L’arte eclettica messinese. Bruno Samperi apprendista

Va avanti il progetto “Le Scalinate dell’Arte”: la suggestiva esposizione delle opere di Bruno Samperi apprendista artigiano. È stata allestita dal Team Project (Responsabile Giovanni Lucentini) la mostra in onore del pittore contemporaneo messinese Bruno Samperi, nelle due sedi distinte del Monte di Pietà e del PalaCultura.

Mosè Previti, critico d’arte e curatore dell’evento, ci ha guidati e fatti immergere nel mondo del Samperi: un mondo “eclettico” che, tra sfumature di stili e tematiche, l’artista ha costruito da autodidatta, quindi da “apprendista artigiano”. Egli, divenuto uno tra i più rilevanti pittori messinesi del XXI secolo, è riuscito a dare la sua interpretazione di arte non come professione o carriera ma come vita e lavoro sacro.

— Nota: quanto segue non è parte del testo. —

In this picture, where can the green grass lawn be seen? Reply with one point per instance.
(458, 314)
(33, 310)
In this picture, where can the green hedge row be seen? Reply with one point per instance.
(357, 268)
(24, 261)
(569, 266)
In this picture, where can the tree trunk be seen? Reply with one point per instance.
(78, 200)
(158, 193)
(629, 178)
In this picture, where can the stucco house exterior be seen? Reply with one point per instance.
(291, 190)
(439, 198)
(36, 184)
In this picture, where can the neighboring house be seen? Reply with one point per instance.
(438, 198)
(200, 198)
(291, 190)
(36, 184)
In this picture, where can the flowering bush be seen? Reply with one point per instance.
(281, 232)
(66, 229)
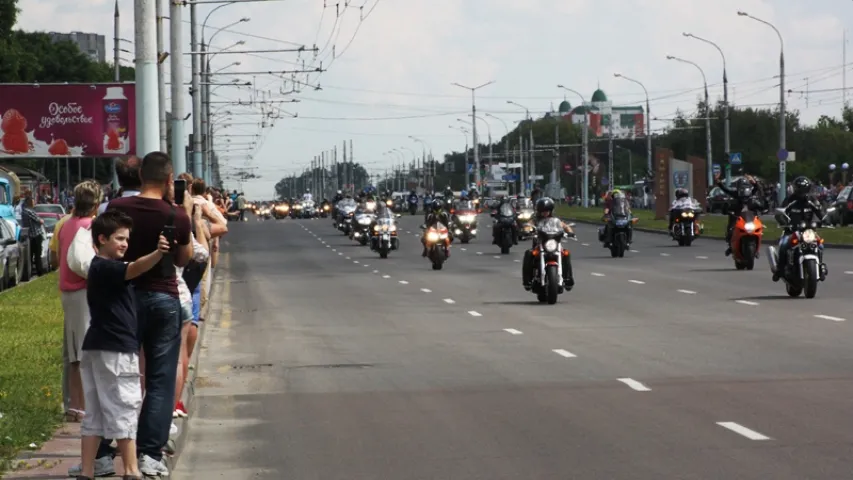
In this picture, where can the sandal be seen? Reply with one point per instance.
(73, 415)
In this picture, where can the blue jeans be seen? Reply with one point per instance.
(160, 334)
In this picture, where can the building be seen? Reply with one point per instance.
(91, 44)
(626, 121)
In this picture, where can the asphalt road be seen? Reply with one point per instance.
(666, 364)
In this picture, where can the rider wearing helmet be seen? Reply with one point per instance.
(437, 214)
(682, 200)
(746, 194)
(800, 207)
(545, 209)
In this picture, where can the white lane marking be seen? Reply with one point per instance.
(746, 302)
(635, 385)
(741, 430)
(564, 353)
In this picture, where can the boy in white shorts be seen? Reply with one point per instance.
(110, 361)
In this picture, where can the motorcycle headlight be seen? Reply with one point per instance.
(551, 246)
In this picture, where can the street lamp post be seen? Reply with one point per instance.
(648, 119)
(474, 134)
(782, 126)
(585, 189)
(726, 137)
(710, 164)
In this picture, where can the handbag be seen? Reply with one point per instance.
(81, 252)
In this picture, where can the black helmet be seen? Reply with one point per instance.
(802, 186)
(545, 204)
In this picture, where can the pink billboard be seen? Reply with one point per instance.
(67, 120)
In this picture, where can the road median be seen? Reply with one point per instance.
(715, 225)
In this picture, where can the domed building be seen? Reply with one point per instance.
(626, 121)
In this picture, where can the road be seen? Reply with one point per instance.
(334, 364)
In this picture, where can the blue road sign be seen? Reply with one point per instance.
(735, 158)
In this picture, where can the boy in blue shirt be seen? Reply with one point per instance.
(110, 362)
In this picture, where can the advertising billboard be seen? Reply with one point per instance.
(67, 120)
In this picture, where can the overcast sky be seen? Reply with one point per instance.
(393, 80)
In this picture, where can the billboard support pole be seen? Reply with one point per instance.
(147, 121)
(179, 159)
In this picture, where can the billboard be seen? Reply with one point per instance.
(67, 120)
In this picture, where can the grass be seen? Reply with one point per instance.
(715, 225)
(31, 327)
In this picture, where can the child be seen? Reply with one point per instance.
(110, 362)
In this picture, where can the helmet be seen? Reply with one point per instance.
(545, 204)
(802, 186)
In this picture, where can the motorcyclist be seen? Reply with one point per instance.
(800, 207)
(616, 204)
(436, 215)
(746, 194)
(682, 201)
(545, 209)
(505, 209)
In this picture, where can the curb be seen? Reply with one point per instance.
(707, 237)
(179, 441)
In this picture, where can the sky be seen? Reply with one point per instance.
(389, 65)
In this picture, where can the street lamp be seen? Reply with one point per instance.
(782, 142)
(585, 189)
(727, 138)
(707, 117)
(648, 120)
(474, 123)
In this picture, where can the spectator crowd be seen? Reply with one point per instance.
(135, 274)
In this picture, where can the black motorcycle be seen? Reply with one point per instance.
(802, 267)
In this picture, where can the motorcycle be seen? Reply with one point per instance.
(686, 227)
(504, 225)
(438, 244)
(360, 231)
(803, 266)
(746, 240)
(619, 227)
(465, 225)
(384, 237)
(547, 282)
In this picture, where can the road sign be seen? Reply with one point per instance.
(735, 158)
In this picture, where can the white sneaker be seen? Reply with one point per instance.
(152, 468)
(104, 467)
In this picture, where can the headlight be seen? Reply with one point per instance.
(551, 245)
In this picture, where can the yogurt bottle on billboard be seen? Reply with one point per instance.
(115, 121)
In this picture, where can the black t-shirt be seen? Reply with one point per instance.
(113, 326)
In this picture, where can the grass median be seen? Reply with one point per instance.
(31, 326)
(715, 225)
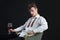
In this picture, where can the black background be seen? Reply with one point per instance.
(16, 12)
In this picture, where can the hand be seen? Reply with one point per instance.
(11, 30)
(31, 33)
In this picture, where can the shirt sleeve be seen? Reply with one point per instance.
(43, 26)
(21, 27)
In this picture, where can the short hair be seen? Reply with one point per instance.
(32, 5)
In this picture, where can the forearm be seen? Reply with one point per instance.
(41, 29)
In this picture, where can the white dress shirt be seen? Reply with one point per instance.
(39, 25)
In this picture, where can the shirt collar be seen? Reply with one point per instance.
(37, 16)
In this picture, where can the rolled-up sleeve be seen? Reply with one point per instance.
(21, 27)
(43, 26)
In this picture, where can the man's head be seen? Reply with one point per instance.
(33, 9)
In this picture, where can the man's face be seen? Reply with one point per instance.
(33, 11)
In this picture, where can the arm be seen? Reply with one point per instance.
(21, 27)
(42, 27)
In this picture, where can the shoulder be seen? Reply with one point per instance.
(42, 17)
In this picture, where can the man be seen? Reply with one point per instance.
(35, 24)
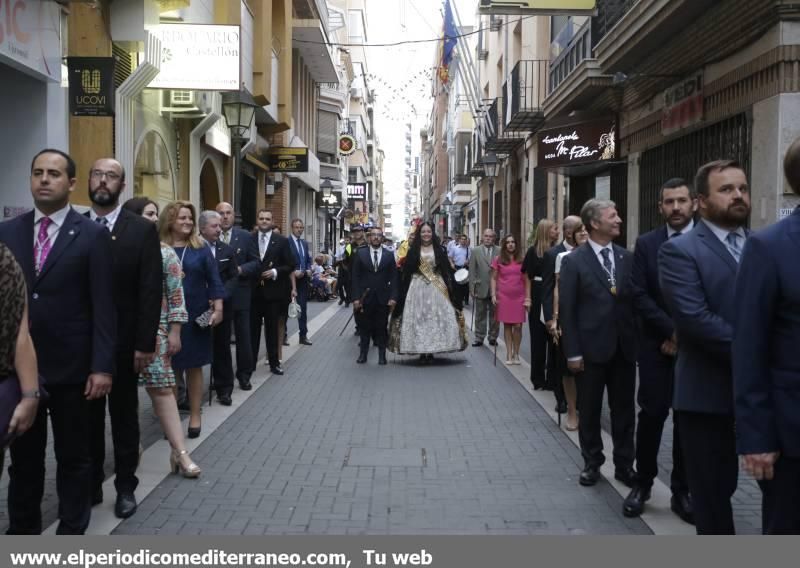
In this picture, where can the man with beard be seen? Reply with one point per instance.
(656, 356)
(239, 239)
(136, 264)
(696, 272)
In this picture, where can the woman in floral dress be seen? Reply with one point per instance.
(159, 378)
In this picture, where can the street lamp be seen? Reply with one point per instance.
(239, 109)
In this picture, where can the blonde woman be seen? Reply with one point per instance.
(546, 236)
(202, 288)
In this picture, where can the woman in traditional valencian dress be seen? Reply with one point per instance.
(427, 318)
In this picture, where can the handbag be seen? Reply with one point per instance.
(204, 319)
(294, 309)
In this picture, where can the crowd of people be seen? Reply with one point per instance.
(129, 295)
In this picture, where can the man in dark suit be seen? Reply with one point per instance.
(766, 373)
(599, 339)
(273, 289)
(696, 272)
(657, 348)
(239, 241)
(65, 258)
(221, 363)
(136, 263)
(302, 276)
(375, 279)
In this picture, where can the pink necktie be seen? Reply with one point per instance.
(43, 242)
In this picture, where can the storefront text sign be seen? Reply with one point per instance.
(198, 57)
(91, 86)
(683, 105)
(288, 160)
(29, 37)
(577, 144)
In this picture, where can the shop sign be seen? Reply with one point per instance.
(91, 86)
(683, 105)
(29, 37)
(347, 144)
(287, 160)
(357, 191)
(198, 57)
(538, 7)
(577, 144)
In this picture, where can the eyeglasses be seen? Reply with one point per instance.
(111, 176)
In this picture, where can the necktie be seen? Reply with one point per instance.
(732, 240)
(43, 243)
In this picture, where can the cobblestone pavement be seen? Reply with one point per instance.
(333, 447)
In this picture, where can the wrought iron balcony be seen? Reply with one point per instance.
(526, 95)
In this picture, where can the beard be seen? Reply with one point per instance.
(103, 197)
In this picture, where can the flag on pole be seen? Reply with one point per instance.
(449, 41)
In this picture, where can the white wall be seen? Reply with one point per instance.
(24, 116)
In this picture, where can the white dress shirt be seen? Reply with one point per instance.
(111, 218)
(57, 219)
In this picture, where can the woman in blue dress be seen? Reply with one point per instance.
(203, 290)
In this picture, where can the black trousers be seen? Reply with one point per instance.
(539, 341)
(266, 314)
(374, 322)
(780, 495)
(242, 329)
(221, 361)
(656, 378)
(123, 408)
(712, 469)
(69, 417)
(618, 376)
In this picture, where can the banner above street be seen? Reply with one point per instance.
(538, 7)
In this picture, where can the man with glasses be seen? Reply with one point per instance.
(136, 263)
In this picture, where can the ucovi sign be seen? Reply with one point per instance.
(198, 57)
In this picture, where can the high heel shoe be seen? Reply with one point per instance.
(175, 465)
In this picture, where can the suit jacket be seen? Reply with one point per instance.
(696, 273)
(303, 261)
(594, 321)
(136, 252)
(383, 284)
(72, 316)
(240, 243)
(766, 370)
(654, 321)
(278, 256)
(480, 270)
(549, 278)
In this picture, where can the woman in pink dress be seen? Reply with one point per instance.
(511, 293)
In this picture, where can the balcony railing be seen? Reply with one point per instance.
(527, 93)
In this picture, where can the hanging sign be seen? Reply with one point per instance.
(91, 86)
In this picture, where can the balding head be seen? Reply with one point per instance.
(226, 215)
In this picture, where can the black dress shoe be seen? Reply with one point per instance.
(681, 505)
(634, 502)
(627, 475)
(125, 505)
(589, 476)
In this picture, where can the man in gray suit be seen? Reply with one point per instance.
(480, 274)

L’evento sembra porsi come obbiettivo quello di dare la possibilità ai messinesi di conoscere il Samperi -attraverso “solo” una parte della sua copiosa produzione(sono esposti 180 quadri delle migliaia opere) – nella sua “schizofrenia pittorica “,citando Mosè Previti.
In un percorso curato e studiato, si è cercato di addensare la produzione dell’artista creando una scia cronologica che permette ai visitatori di percepire come il velo di astrattismo e la carica espressionista siano sempre presenti in autoritratti, vasi di fiori in stile mimetico, nature morte, paesaggi naturali e urbani, prodotti tipici locali e vari altri
soggetti, reali o astratti che siano. “Una pittura che va da esplosioni di astrattismo a momenti di calma” continua a riferire l’esperto Previti durante la nostra visita. Onnipresente è l’alone di mistero: figure umane e autoritratti si scorgono tra le mura, tra i fiori, tra i cibi.

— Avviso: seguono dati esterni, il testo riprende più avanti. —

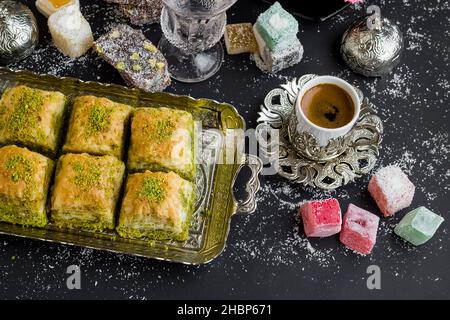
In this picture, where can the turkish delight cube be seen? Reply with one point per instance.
(418, 226)
(239, 38)
(391, 189)
(277, 27)
(70, 31)
(321, 218)
(278, 59)
(359, 229)
(48, 7)
(138, 60)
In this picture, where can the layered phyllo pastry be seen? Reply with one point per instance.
(97, 126)
(85, 191)
(156, 205)
(32, 118)
(24, 183)
(162, 140)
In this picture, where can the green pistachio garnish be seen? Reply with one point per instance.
(115, 34)
(20, 168)
(153, 189)
(137, 67)
(86, 178)
(120, 66)
(135, 56)
(152, 62)
(99, 118)
(149, 47)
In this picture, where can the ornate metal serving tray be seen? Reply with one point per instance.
(323, 167)
(216, 203)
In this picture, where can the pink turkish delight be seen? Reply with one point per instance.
(321, 218)
(359, 229)
(391, 190)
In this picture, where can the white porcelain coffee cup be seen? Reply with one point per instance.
(324, 135)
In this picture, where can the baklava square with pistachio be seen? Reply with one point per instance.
(32, 118)
(136, 58)
(97, 126)
(156, 205)
(24, 183)
(162, 139)
(85, 191)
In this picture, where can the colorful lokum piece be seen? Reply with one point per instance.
(142, 11)
(239, 38)
(275, 61)
(277, 27)
(70, 31)
(138, 60)
(48, 7)
(391, 189)
(359, 229)
(321, 218)
(418, 226)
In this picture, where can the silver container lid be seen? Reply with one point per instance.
(372, 49)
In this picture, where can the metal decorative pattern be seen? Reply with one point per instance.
(372, 52)
(18, 32)
(334, 170)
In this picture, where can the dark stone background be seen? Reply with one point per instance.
(267, 256)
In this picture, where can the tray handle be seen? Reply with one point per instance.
(249, 204)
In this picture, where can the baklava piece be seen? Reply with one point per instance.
(97, 126)
(32, 118)
(162, 140)
(85, 192)
(156, 205)
(24, 183)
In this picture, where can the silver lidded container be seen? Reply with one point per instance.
(18, 32)
(372, 48)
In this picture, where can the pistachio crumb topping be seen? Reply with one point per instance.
(115, 34)
(152, 62)
(28, 104)
(86, 178)
(99, 118)
(153, 189)
(120, 66)
(164, 128)
(135, 56)
(149, 47)
(20, 167)
(160, 65)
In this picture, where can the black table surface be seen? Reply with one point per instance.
(267, 254)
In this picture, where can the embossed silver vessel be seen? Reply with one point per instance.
(373, 51)
(18, 32)
(300, 158)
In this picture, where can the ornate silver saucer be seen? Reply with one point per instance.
(298, 157)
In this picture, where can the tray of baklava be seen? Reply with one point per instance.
(106, 167)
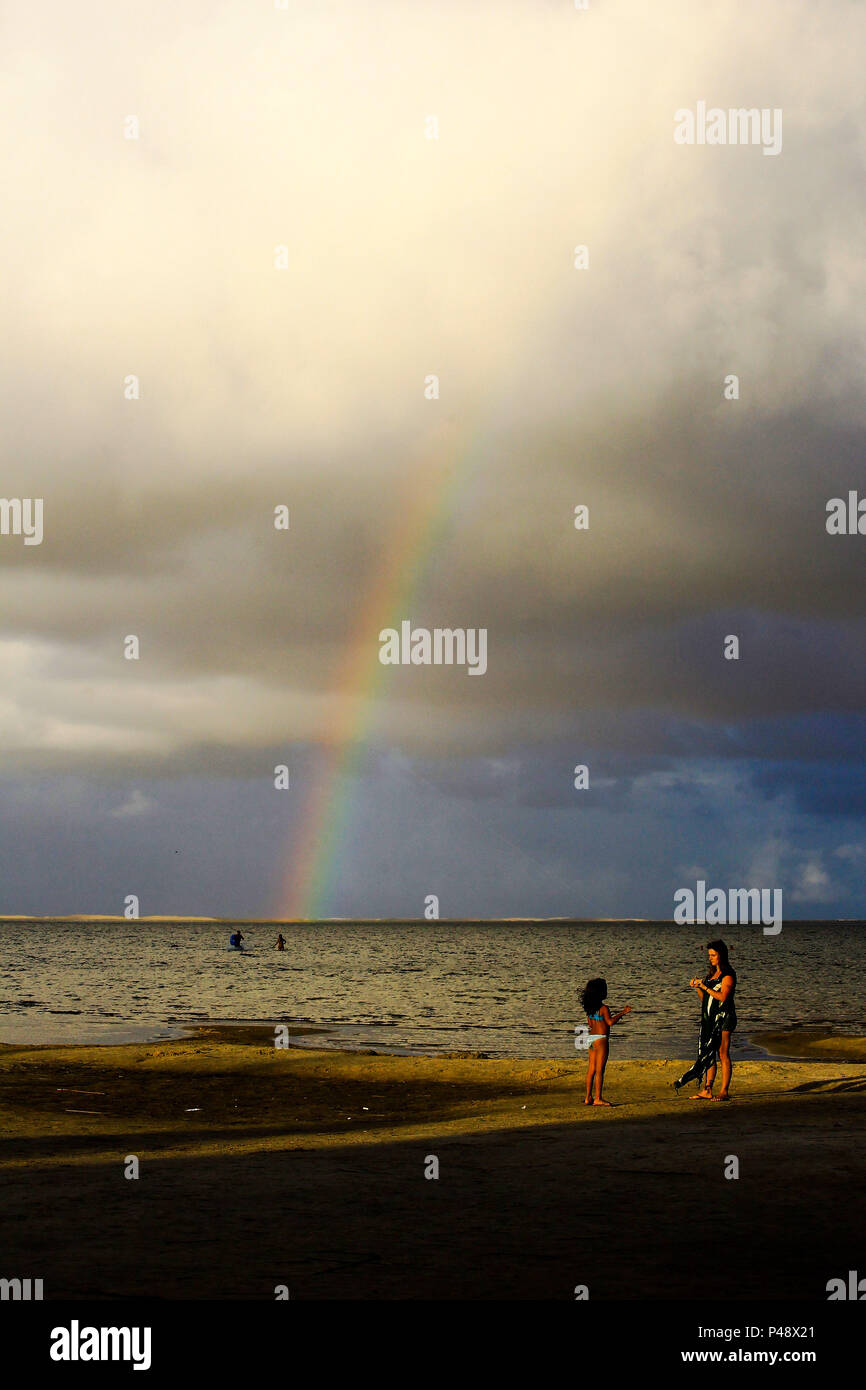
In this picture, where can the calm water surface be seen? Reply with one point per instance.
(503, 988)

Al contrario, autoritratti sempre più diversi sembrano non volerci dare realmente l’identità del pittore. O meglio, le identità. Lo stile variegato del nostro pittore è simbolo del messinese modo di “far arte” attraverso la pittura. Messina, spesso punto di incontro delle correnti artistiche, non è riuscita ad affermare delle proprie fasi o identità artistiche ed i suoi nomi di rilievo artistico sono riusciti ad attingere agli stili del mondo un po’ secondo la propria personalità, un po’ per imitazione. Troviamo infatti tra gli stimoli dell’artista protagonista della mostra, molti riferimenti alle pitture di Matisse, Pollok o Kokoscha.

L’esposizione “Bruno Samperi apprendista artigiano” durerà fino al 30 marzo (dalle ore 10.00 alle ore 13.00 e dalle ore 16.30 alle ore 19.30, martedì giorno di chiusura). Il progetto “Le scalinate dell’arte” promuoverà inoltre altre esposizioni come:
• I progetti architettonici di Felice Canonico (dal 5 al 30 Aprile);
• L’antologica di Lillo Messina (1-30 giugno).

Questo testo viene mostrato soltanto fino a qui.